O pecado original da mulher foi ousar-se pensar. Ou melhor, o pecado da mulher - o original - foi o de ousar-se pensar em voz alta, num tom audível aos homens e às restantes mulheres, que continuam a vê-la menos que homem.
A mulher agigantou esse pecado quando saiu da sua esfera e ousou também ela pensar o homem, e as relações do homem. Tornou-se, também ela, ser político. E este último atrevimento ainda não lhe foi perdoado. Num espaço predominantemente masculino, a mulher consegue a pulso reinvindicar um espaço que seja também seu e permite-se, escandalosamente, a regressar do exílio a que foi votada.
À mulher não é reconhecido, naturalmente, mérito. O "naturalmente" aqui evocado prende-se à linha de raciocínio mais comum e que efectua um percurso inverso, consoante o género: o homem é competente até prova em contrário. A mulher, por outro lado, é incompetente até prova(s) em contrário. Ainda assim, pelos corredores, persiste na voz em surdina de outros homens e outras mulheres, alusões a esse espaço conquistado: sempre pouco lícito, troco de corpo - esse campo de batalha sangrento, onde sempre tombou a dignidade feminina, mas nunca a masculina.
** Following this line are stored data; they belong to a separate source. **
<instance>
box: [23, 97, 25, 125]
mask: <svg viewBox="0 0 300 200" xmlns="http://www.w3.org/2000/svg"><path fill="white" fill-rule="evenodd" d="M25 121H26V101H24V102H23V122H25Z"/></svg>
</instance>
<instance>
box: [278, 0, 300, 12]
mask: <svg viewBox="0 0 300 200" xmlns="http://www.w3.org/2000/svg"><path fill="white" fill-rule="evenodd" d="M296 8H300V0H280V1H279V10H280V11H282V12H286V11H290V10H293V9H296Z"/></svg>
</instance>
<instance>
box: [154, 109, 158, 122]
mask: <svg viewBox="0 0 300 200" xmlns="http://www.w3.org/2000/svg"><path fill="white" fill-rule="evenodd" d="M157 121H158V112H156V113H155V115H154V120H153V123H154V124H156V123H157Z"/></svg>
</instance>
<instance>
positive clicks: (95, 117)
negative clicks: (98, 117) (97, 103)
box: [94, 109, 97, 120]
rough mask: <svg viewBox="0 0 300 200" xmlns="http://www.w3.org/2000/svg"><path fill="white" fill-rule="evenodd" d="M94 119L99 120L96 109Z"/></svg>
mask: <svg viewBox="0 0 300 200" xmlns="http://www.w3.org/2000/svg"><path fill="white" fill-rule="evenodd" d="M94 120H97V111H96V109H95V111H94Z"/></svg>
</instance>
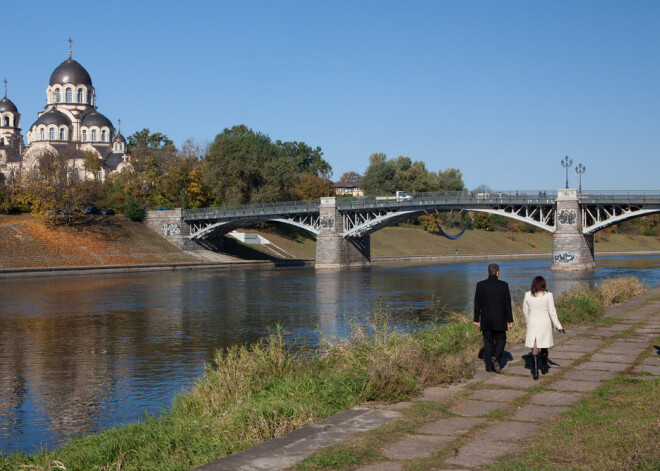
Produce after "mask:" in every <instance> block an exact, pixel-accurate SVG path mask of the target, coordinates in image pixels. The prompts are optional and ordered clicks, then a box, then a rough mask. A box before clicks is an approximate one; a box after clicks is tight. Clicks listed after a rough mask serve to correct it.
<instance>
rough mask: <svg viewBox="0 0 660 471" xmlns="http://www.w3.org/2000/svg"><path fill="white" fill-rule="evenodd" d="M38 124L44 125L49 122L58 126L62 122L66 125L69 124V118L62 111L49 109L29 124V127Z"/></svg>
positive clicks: (56, 125) (62, 123)
mask: <svg viewBox="0 0 660 471" xmlns="http://www.w3.org/2000/svg"><path fill="white" fill-rule="evenodd" d="M40 124H44V125H46V126H47V125H49V124H54V125H56V126H59V125H61V124H64V125H66V126H71V120H70V119H69V117H68V116H67V115H65V114H64V113H62V112H61V111H57V110H51V111H46V112H45V113H44V114H42V115H41V116H39V119H38V120H36V121H35V122H34V124H32V126H30V129H32V128H33V127H35V126H39V125H40Z"/></svg>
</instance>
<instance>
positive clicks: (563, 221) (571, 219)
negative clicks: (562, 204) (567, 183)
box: [559, 209, 577, 224]
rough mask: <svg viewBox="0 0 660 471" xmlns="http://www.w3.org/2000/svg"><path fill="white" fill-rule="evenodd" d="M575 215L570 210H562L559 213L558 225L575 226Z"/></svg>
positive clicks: (575, 219)
mask: <svg viewBox="0 0 660 471" xmlns="http://www.w3.org/2000/svg"><path fill="white" fill-rule="evenodd" d="M575 221H577V213H576V212H575V211H574V210H572V209H562V210H561V211H559V224H575Z"/></svg>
Porque foi sempre considerada o pecado mais secreto do homem, em segredo era esperado que permanecesse. A sua ousadia é, por isso, sem limites. Imperdoável.
Persiste a diáspora feminina.
Elisa Seixas
5 comentários:
Bom texto Elisa mas, na minha opinião, enferma ele próprio de um pecado original: o mundo que descreves não é o mundo de hoje, é o mundo (vá la, o país) de há 30 anos.
É um discurso apaixonado (ainda que racional) de um feminismo conservador que corre o risco de contribuir para a descrença no movimento e nos (nobres e legítimos) objectivos que persegue.
Enganas-te. Falava dos corredores das terras pequenas, como a nossa. Basta pensar como as mulheres que ousam integrar o meio político são apodadas. Basta pensar no que ainda têm que ouvir.
Elisa
Não sei o que têm de ouvir. Mas mesmo algumas mulheres fundadoras da UMAR na Madeira (por acaso todas do BE) e uma das mais recentes aquisições desenvolvem actividade política na Madeira e estarão mais aptas a opinarem sobre o assunto. Suspeito, contudo, que dirão que as resistências sempre foram externas aos seus partidos...
Exactamente porque a oposição assenta nessas falácias manhosas. E não me refiro às pessoas que evocaste, mas certo é que, no que às mulheres diz respeito, evoca-se sempre essas piadas fáceis e redutoras. E já as ouvi em todos os quadrantes políticos. Nisso, há que reconhecer que os insultos são muito democráticos!
PS1: Pertenço à UMAR e não pertenço ao Bloco de Esquerda. Nem sequer desenvolvo actividade política na Madeira. Mas ouço o que se diz em função da actividade política. Ouço, conheço os comentários maliciosos, que nunca são do mesmo teor em questões de género.
PS2: Ando a ler o Stuart Mill. Curioso que, há distância de quase dois séculos, o texto permanece tão actual.
Atempadamente, aqui o trarei.
Elisa
isto anda um pouco para o morto: onde param as feministas madeirenses? pelo menos aquelas que integram a comissão de honra... debate precisa-se, urgentemente!